The data that students see in their statistics courses are often constrained to numeric and tabular data. However, there is an exciting field of data science and statistics known as text analysis. This expedition introduces students to the concept of treating text as data frames of words, and demonstrates how to perform basic analyses on bodies of text using R. Tweets of four Democratic candidates for the 2020 Primary are used as data, and demonstrated text analysis techniques in the expedition include comparisons of word frequencies, log-odds ratios for word usage, and pairwise word correlations.
Graduate Students: Becky Tang & Graham Tierney, Department of Statistical Science
Faculty: Maria Tackett (Sta 199); Fan Li (Sta 440)
Course: Sta 199: Introduction to Data Science and Sta 440: Case Studies in the Practice of Statistics
During this Data Expedition, students were introduced to the concept of text as data. We used tweets from four Democratic 2020 Primary candidates–Joe Biden, Kamala Harris, Bernie Sanders, and Elizabeth Warren–as a working dataset to demonstrate several text analysis tools. Our goal was to familiarize students with this area of data science with the hope that students would employ text analysis in their final projects. Students learned what sorts of questions one can ask of text data, such as:
- What words/phrases does Author Y use the most?
- What words are most distinctive of Author Y when compared to Author Z?
- What is the overall sentiment associated with Document X?
In order to answer these flavors of questions, we introduced the following concepts:
- Transforming text into a format suitable for statistical analyses
- Processing and cleaning text data
- Sentiment analysis
- Comparing documents by word frequencies
- Comparing authors by log-odds ratios of word usage
- Examining pairwise correlations for bi-grams
We focused on comparisons in word usage and sentiment between Biden and Warren, and along the way we also gave students examples of effective visualizations to convey the findings. Students then spent the last bit of class applying these methods to a second dataset comprised of the State of the Union addresses from Presidents Obama and Trump. Overall, the expedition exposed students to the challenges associated with text data as well as the interesting insights that can be gleaned through statistical text analyses. As a result of this expedition, some students in the course employed text analysis in their final projects.
We first taught this data expedition to Sta 199 students earlier in the Fall 2019 semester. However, students in Sta 440 have a stronger statistical background so we incorporated more advanced topics for this expedition.
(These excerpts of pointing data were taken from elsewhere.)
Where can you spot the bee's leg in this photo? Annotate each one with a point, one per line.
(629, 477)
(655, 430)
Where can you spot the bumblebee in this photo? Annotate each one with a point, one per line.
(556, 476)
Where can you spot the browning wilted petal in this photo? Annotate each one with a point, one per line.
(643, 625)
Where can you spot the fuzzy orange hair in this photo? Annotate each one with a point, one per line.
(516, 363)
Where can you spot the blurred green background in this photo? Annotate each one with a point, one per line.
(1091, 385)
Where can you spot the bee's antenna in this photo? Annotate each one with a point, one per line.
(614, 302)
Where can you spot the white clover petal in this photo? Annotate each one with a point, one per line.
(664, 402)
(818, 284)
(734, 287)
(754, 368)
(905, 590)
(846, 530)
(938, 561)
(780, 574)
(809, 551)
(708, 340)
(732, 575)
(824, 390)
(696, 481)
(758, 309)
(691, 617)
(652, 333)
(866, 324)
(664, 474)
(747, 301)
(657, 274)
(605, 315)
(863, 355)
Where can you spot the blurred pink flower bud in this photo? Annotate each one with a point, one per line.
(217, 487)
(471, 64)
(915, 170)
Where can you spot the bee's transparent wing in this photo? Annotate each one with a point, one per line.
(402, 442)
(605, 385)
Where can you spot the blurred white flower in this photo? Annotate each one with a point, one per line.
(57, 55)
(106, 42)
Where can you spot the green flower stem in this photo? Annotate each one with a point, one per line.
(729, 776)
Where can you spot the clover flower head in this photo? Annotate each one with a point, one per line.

Students were introduced to the idea of text as data, and we provided two datasets to demonstrate several text analysis tools. The first dataset is comprised of tweets from four Democratic 2020 Primary candidates–Joe Biden, Kamala Harris, Bernie Sanders, and Elizabeth Warren. With this dataset, students were introduced to concepts such as sentiment analysis and comparing documents and text by word frequencies, sentiment, and log-odds of word usage.
The expedition then shifted focus to more complicated text analysis techniques of classification and topic modeling, demonstrated using transcripts from State of the Union addresses beginning with President Nixon’s 1970 address. In particular, the classification task of interest was recovering the political party from the paragraphs of a speech. We employed logistic regression using sentiment analysis as a dimension reduction tool to predict political party. Then moving away from sentiment, we introduced a bag-of-words generative model for classification using Dirichlet, Multinomial, and Dirichlet-Multinomial distributions. Students saw that these methods were able to correctly classify Republican presidents from the text, but sometimes misclassified Democratic presidents. However, classification requires labeled data and it is not always the case that labels are provided, nor does classification tell us about the content of a document. Thus, we finished the expedition by introducing topic models using the Latent Dirichlet Allocation (LDA).
This data expedition gave students an opportunity to see data analysis in action, and were encouraged them to perform text analysis for their final project.
The Twitter data were scraped using the rtweet() package in R. We obtained the 1,200 most recent tweets at the time of the data expedition from Joe Biden, Kamala Harris, Bernie Sanders, and Elizabeth Warren. In addition to the author and text, other variables include each tweet’s unique identifier, the timestamp of each tweet, the type of device that posted tweet, and how many retweets and favorites a tweet garnered (as of October 2, 2019, the time of scraping). However, the analysis mainly focuses on the author and text. A benefit of this dataset is that each tweet is a complete body of text, allowing for easier identification of the sentiment in a tweet as compared to analyzing an entire book or speech. These data also demonstrates the challenge of working with short text, as tweets are constrained to 280 characters.
The State of the Union address data used during the in-class exercise were obtained from The American Presidency Project (https://www.presidency.ucsb.edu/). There are four columns in the dataset: prsident, year, a sentence from the address, and the line number of that sentence.
The following R packages were pre-loaded for the students: tidytext, tidyverse, stringr, scales, textdata, wordcloud, reshape2, lubridate, widyr, tidyr, igraph, and ggraph.